Begay — famous for excelling on championship golf teams at Albuquerque Academy and Stanford University, where he roomed with Tiger Woods — shared anecdotes and humorous asides with an overflow crowd at the Indian Pueblo Cultural Center.
“This isn’t a place I thought I’d be standing when I picked up a pair of used golf clubs at the age of 6,” said Begay.
He attributed much of his success as an athlete and businessman to his friendship with State Investment Officer Steve Moise (who was in the audience), extra tutoring to help him grow academically and kind people who bought bus tickets so he could get to tournaments.
Now the first full-blooded Native American on the PGA Tour is teeing off an other efforts.
When Begay isn’t busy consulting on building golf courses all over the world and providing commentary on the NBC Golf Channel, he’s also leading the charge against Native American childhood obesity and Type 2 diabetes through his NB3 Foundation. The national organization has partnered with the Johns Hopkins Center for Indian Health to get Native American youths active in sports, fitness and improving nutrition.
The issue “drastically impacts everyone in this room, because of the huge health care costs coming down the road” if the epidemic of childhood obesity isn’t dealt with more seriously, said Begay. A national NB3Fit Day recently helped create awareness and activity for native communities across the country. More than 10,000 young people took part in kickball, swimming and dancing for the inaugural event.

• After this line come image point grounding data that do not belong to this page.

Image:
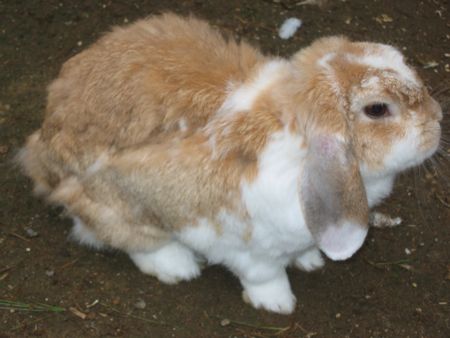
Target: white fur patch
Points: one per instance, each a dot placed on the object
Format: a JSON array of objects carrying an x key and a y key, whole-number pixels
[
  {"x": 324, "y": 62},
  {"x": 243, "y": 97},
  {"x": 387, "y": 57},
  {"x": 341, "y": 242},
  {"x": 274, "y": 295},
  {"x": 405, "y": 152},
  {"x": 289, "y": 27},
  {"x": 272, "y": 199},
  {"x": 82, "y": 234},
  {"x": 171, "y": 263},
  {"x": 309, "y": 260},
  {"x": 378, "y": 187},
  {"x": 182, "y": 124}
]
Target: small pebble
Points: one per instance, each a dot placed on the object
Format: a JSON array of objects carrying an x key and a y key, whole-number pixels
[
  {"x": 225, "y": 322},
  {"x": 140, "y": 304},
  {"x": 31, "y": 233}
]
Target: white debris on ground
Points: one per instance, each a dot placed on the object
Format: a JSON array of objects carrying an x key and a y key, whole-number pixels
[
  {"x": 289, "y": 27},
  {"x": 380, "y": 220}
]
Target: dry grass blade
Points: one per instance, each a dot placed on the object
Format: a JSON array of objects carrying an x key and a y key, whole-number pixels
[
  {"x": 150, "y": 321},
  {"x": 21, "y": 306},
  {"x": 277, "y": 330}
]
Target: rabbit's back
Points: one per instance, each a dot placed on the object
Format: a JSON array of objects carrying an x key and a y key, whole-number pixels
[{"x": 138, "y": 83}]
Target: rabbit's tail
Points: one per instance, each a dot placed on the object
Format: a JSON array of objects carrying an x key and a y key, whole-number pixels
[{"x": 35, "y": 160}]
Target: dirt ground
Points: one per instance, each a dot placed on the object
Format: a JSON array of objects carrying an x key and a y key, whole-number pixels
[{"x": 396, "y": 286}]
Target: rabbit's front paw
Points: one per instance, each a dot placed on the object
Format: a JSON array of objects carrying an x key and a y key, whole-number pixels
[
  {"x": 310, "y": 260},
  {"x": 274, "y": 295},
  {"x": 170, "y": 264}
]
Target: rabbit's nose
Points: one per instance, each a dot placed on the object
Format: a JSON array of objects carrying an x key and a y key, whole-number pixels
[{"x": 435, "y": 109}]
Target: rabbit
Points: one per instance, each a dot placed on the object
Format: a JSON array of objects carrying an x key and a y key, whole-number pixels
[{"x": 177, "y": 145}]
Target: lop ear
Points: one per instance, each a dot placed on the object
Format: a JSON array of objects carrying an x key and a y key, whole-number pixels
[{"x": 333, "y": 197}]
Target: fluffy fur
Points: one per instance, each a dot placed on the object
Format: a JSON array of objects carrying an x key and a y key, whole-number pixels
[{"x": 170, "y": 142}]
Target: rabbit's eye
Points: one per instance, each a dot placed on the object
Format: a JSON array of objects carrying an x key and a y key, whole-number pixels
[{"x": 376, "y": 110}]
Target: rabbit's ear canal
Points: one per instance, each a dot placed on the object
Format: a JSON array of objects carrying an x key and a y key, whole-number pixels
[{"x": 333, "y": 197}]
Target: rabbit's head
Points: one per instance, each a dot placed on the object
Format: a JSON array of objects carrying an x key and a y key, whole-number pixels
[{"x": 366, "y": 116}]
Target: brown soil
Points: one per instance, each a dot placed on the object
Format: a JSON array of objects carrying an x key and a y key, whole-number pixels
[{"x": 381, "y": 292}]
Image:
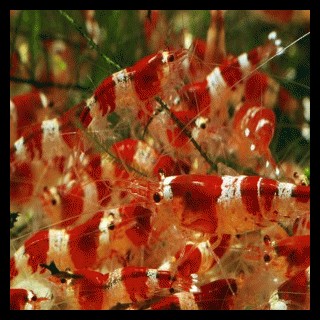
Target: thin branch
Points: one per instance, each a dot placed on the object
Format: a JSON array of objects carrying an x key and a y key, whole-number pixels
[
  {"x": 187, "y": 133},
  {"x": 90, "y": 41},
  {"x": 39, "y": 84},
  {"x": 213, "y": 165}
]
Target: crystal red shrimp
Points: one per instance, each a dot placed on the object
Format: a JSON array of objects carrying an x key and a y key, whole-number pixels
[
  {"x": 293, "y": 294},
  {"x": 263, "y": 90},
  {"x": 25, "y": 109},
  {"x": 86, "y": 245},
  {"x": 296, "y": 251},
  {"x": 134, "y": 85},
  {"x": 200, "y": 201},
  {"x": 144, "y": 158},
  {"x": 92, "y": 290},
  {"x": 257, "y": 125},
  {"x": 199, "y": 258},
  {"x": 216, "y": 295},
  {"x": 210, "y": 96},
  {"x": 68, "y": 202},
  {"x": 22, "y": 299}
]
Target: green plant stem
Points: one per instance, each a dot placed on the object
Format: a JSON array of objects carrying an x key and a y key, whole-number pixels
[{"x": 90, "y": 41}]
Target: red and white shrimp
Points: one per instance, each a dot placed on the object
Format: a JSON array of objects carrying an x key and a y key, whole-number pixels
[
  {"x": 199, "y": 258},
  {"x": 146, "y": 159},
  {"x": 92, "y": 290},
  {"x": 253, "y": 130},
  {"x": 131, "y": 89},
  {"x": 110, "y": 233},
  {"x": 31, "y": 294},
  {"x": 217, "y": 295},
  {"x": 25, "y": 109},
  {"x": 293, "y": 294},
  {"x": 200, "y": 201},
  {"x": 209, "y": 97}
]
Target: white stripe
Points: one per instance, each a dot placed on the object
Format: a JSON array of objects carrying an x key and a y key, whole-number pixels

Begay also has teamed with accounting firm REDW to help build the firm’s business in Indian country. Begay is the brand ambassador for REDW, connecting the firm to accounting and financial reporting services for tribes and their enterprises.
The initiative also funds financial literacy courses. REDW, NB3 and a Junior Achievement flagship program has been launched at the Santa Fe Indian School with the goal of replicating the program at other Native American educational institutions.